MoMA
October 3, 2013  |  Artists, Collection & Exhibitions
Dorothea Rockburne: Drawing Which Makes Itself
Dorothea Rockburne. Drawing Which Makes Itself: Neighbourhood. 1973. Duralar, pencil, colored pencil, and felt-tip pen on wall. The Museum of Modern Art, New York. Gift of J. Frederic Byers III, 1978. © 2013 Dorothea Rockburne / Artists Rights Society (ARS), New York

Dorothea Rockburne. Drawing Which Makes Itself: Neighbourhood. 1973. Duralar, pencil, colored pencil, and felt-tip pen on wall. The Museum of Modern Art, New York.
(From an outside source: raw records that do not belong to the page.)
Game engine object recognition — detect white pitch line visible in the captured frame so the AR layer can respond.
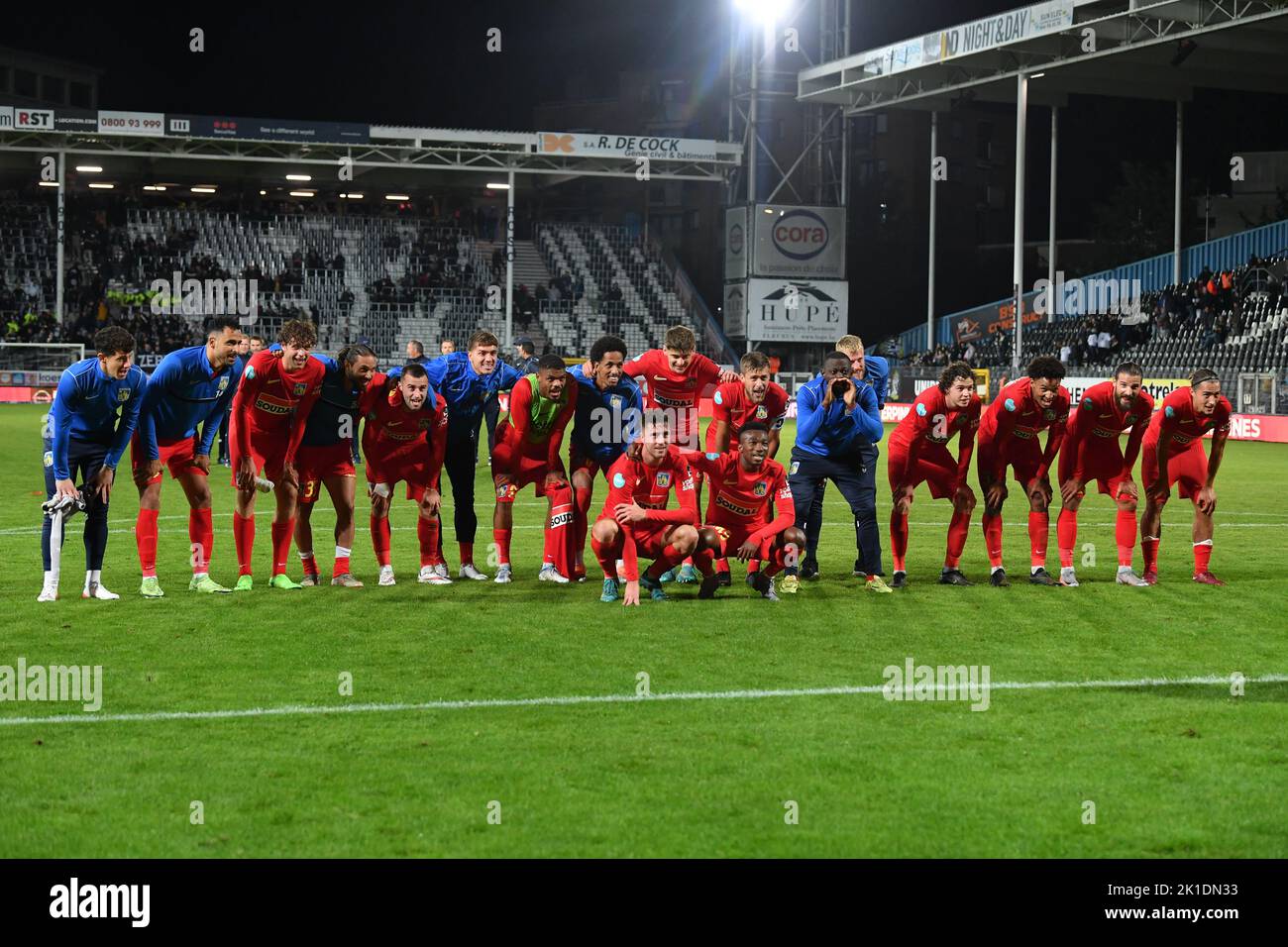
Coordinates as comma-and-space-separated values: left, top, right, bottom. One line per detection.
0, 674, 1288, 727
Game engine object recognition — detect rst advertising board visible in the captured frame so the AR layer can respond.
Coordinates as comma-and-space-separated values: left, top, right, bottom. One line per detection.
750, 204, 845, 279
747, 279, 850, 344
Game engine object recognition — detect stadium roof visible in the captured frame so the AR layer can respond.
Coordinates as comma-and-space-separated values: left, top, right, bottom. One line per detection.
798, 0, 1288, 115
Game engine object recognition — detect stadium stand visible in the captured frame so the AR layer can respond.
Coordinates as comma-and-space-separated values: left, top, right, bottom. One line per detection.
0, 195, 730, 362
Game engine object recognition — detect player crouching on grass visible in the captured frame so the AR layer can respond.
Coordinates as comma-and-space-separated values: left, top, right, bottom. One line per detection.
683, 421, 805, 601
979, 356, 1069, 587
492, 356, 577, 585
590, 410, 698, 605
886, 362, 982, 588
1056, 362, 1154, 586
36, 326, 147, 601
130, 316, 245, 598
295, 344, 376, 588
228, 320, 326, 591
1140, 368, 1234, 585
361, 362, 452, 585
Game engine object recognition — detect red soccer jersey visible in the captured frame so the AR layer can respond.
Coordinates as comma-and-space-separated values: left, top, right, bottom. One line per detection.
232, 349, 326, 463
622, 349, 720, 447
1060, 381, 1154, 479
599, 445, 698, 582
979, 377, 1069, 478
358, 372, 447, 484
890, 385, 983, 459
686, 451, 796, 541
505, 376, 577, 471
599, 445, 698, 526
1145, 385, 1234, 458
707, 378, 787, 451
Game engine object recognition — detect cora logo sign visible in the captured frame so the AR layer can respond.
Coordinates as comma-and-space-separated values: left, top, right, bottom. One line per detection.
773, 209, 831, 261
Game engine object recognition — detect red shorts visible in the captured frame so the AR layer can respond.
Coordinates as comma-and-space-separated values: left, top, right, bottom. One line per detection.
492, 432, 567, 497
368, 463, 432, 502
886, 442, 957, 500
295, 441, 357, 502
130, 434, 206, 483
979, 438, 1042, 493
700, 523, 778, 559
595, 515, 677, 559
1140, 438, 1207, 498
1060, 443, 1127, 500
568, 445, 608, 479
228, 420, 288, 487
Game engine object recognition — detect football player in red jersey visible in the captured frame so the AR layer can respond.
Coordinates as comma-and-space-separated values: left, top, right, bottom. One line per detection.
684, 421, 805, 601
622, 326, 738, 582
979, 356, 1069, 586
492, 355, 577, 583
705, 352, 787, 585
590, 410, 698, 605
229, 320, 326, 591
358, 362, 452, 585
1140, 368, 1234, 585
886, 362, 983, 588
1056, 362, 1154, 586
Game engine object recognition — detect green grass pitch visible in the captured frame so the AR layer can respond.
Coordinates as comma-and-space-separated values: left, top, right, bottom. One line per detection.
0, 406, 1288, 857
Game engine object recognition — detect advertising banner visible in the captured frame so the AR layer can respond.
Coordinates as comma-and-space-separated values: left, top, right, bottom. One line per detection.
751, 204, 845, 279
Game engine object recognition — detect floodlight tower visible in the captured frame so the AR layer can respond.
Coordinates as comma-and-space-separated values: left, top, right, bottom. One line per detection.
728, 0, 850, 206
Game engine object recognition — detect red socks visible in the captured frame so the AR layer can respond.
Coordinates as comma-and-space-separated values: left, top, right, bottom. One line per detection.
134, 509, 159, 579
271, 517, 295, 576
1029, 510, 1051, 569
1115, 510, 1136, 567
942, 509, 968, 570
980, 513, 1002, 569
371, 515, 389, 566
488, 530, 511, 566
424, 517, 438, 566
647, 543, 683, 581
1055, 507, 1078, 569
590, 533, 621, 579
1194, 540, 1212, 576
890, 509, 909, 573
187, 509, 215, 575
233, 511, 255, 576
1140, 539, 1162, 573
297, 549, 318, 579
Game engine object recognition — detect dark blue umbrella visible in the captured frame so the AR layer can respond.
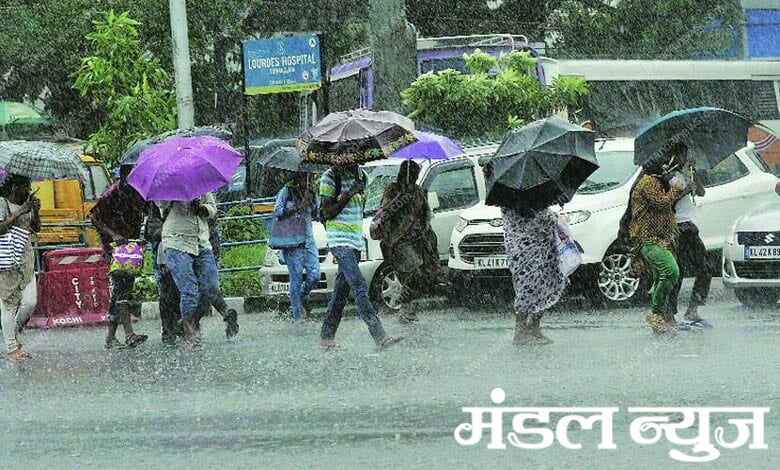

Gift of J. Frederic Byers III, 1978. © 2013 Dorothea Rockburne/Artists Rights Society (ARS), New York

I’ve been intrigued by Dorothea Rockburne’s wall drawing Neighbourhood (1973) since I began working at MoMA. It was acquired by the Museum in 1978, just five years after it was first made, but has been on view infrequently since then, and I really wanted to see it in person. Images of a ghostly sheet of folded paper hovering above an intricate map of lines of varying weight and color suggested a work that completely engaged with the body and the space around it—a drawing that completely challenged everything we expect a drawing to be. Currently on view in the Museum’s Drawings Galleries, Neighbourhood does not disappoint—it’s a seemingly simple but incredibly powerful, beautiful work. Contextualized by Rockburne’s carbon-paper wall drawings, the series that culminated in Neighbourhood and which hasn’t been exhibited in depth in four decades, and other works from the MoMA’s collection as well as the artist’s own holdings, it speaks to Rockburne’s continued engagement with higher mathematics, her masterful control of a range of materials, and an admirable clarity of vision.

Above, Rockburne discusses the range of works included in the current exhibition Dorothea Rockburne: Drawing Which Makes Itself, on view in MoMA’s third-floor Paul J. Sachs Drawings Galleries through January 20, 2014.